Dije al comienzo, cuando hablé de la señora de la piscina, que «una especie de esencia de su encanto, independiente del tiempo, quedó durante un segundo al descubierto con aquel gesto y me deslumbró». Sí, así lo entendí en aquel momento, pero me equivocaba. El gesto no descubrió en aquella señora esencia alguna, más bien podría decirse que aquella señora me dio a conocer el encanto de un gesto. Y es que el gesto no puede ser considerado como una expresión del individuo, como una creación suya (porque no hay individuo que sea capaz de crear un gesto totalmente original y que sólo a él le corresponda), ni siquiera puede ser considerado como su instrumento; por el contrario, son más bien los gestos los que nos utilizan como sus instrumentos, sus portadores, sus encarnaciones.

Agnes ya se había vestido y salió a la antesala. Allí se detuvo un momento a escuchar. Desde la habitación contigua llegaban unos sonidos confusos de los que dedujo que su hija acababa de levantarse. Como si quisiera evitar el encuentro, apuró el paso y salió al pasillo. Entró en el ascensor y apretó el botón de la planta baja. El ascensor, en lugar de ponerse en marcha, empezó a temblar, sin moverse de su sitio, como un hombre afectado por el baile de san Vito. Aquella no era la primera vez que el ascensor la había sorprendido con sus estados de ánimo. Una vez empezó a subir cuando ella quería bajar, otra vez no quiso abrir las puertas y la mantuvo presa durante media hora. Tenía la sensación de que quería decirle algo, comunicarle algo con sus burdos medios de animal mudo. Ya se había quejado varias veces de él a la portera, pero como con los demás inquilinos se comportaba correcta y normalmente, la portera consideraba el contencioso de Agnes con el ascensor como una cuestión privada de ella y no le prestaba atención. Agnes no tuvo esta vez más remedio que bajar del ascensor e ir a pie por la escalera. En cuanto salió y se cerraron las puertas, el ascensor se tranquilizó y bajó tras ella.

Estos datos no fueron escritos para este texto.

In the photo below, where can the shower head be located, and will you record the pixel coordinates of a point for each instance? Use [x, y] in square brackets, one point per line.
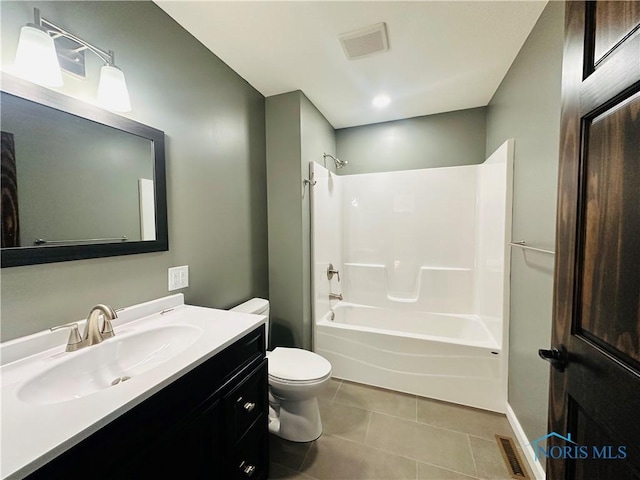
[339, 163]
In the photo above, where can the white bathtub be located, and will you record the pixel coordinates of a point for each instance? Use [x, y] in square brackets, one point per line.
[443, 356]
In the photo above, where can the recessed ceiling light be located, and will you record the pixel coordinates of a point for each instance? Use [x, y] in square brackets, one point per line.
[381, 101]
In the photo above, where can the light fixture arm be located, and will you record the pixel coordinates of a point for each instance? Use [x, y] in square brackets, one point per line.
[56, 31]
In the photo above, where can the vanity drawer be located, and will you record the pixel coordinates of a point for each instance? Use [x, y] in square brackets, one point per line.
[246, 402]
[250, 458]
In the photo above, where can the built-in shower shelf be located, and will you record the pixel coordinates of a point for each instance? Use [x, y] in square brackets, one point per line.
[378, 265]
[431, 288]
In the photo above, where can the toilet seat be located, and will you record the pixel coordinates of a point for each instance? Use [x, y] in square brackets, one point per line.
[297, 366]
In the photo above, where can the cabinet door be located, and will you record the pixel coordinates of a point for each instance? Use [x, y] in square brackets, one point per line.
[193, 451]
[246, 416]
[246, 402]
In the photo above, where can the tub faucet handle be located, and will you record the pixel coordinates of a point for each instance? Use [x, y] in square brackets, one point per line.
[331, 271]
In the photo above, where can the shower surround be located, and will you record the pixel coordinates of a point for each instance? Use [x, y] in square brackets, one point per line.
[423, 258]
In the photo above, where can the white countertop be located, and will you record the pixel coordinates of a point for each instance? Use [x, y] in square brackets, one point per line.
[33, 434]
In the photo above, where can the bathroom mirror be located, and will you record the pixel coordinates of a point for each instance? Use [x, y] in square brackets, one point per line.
[77, 181]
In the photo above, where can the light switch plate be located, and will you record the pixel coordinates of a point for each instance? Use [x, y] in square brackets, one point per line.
[178, 277]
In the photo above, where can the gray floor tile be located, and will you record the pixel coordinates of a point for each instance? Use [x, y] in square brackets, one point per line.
[473, 421]
[425, 443]
[377, 400]
[343, 420]
[488, 458]
[279, 472]
[336, 458]
[287, 454]
[431, 472]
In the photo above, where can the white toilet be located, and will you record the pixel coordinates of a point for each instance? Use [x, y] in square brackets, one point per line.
[295, 379]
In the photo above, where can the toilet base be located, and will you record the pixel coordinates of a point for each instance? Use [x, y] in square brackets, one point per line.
[296, 421]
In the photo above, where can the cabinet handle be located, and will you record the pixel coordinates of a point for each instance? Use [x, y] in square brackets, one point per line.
[248, 470]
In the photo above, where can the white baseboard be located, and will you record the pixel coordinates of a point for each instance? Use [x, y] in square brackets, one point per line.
[534, 464]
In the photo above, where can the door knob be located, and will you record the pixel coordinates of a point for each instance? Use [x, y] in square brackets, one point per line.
[557, 357]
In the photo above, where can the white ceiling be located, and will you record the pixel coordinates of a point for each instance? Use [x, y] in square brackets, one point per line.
[444, 55]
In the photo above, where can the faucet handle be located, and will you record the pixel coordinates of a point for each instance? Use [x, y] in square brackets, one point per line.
[107, 327]
[331, 271]
[74, 336]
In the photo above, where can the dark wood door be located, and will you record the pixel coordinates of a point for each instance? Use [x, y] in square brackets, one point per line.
[595, 401]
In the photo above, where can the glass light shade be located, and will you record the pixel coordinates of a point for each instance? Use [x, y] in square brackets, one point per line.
[36, 58]
[112, 90]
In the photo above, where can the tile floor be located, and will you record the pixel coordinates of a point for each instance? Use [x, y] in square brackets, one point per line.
[371, 433]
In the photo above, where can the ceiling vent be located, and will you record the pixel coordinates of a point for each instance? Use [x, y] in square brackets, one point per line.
[366, 41]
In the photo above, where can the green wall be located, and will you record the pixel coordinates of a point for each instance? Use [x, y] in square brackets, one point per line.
[297, 133]
[442, 140]
[526, 107]
[214, 123]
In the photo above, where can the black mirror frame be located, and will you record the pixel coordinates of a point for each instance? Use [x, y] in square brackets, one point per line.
[13, 257]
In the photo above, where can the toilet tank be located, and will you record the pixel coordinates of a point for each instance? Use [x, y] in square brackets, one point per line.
[257, 306]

El sábado era siempre para Agnes el día más fatigoso. Paul, su marido, se iba antes de las siete y se quedaba a comer con alguno de sus amigos, mientras ella empleaba el día libre para hacer frente a las mil obligaciones pendientes, mucho más desagradables que las de su trabajo: tenía que ir a correos y pasarse media hora en una cola, comprar en el supermercado, donde discutía con la dependienta y perdía el tiempo esperando el turno para pagar, llamar al fontanero y rogarle que viniera a la hora establecida para que ella no tuviera que quedarse todo el día en casa por su culpa. Mientras tanto trataba de encontrar un momento para descansar en la sauna, a la que no tenía tiempo de ir durante la semana; y se pasaba siempre el final de la tarde con el aspirador y un trapo, porque la asistenta que iba los viernes era cada vez más descuidada.

Pero este sábado era distinto a otros sábados: hacía precisamente cinco años que había muerto su padre. Ante sus ojos volvió a desarrollarse una escena: el padre está sentado, con la cabeza inclinada sobre un montón de fotografías rotas, y la hermana de Agnes le grita: «¡Cómo puedes romper las fotografías de mamá!». Agnes defiende al padre y las dos hermanas discuten llenas de repentino odio.

Subió al coche que estaba aparcado delante de la casa.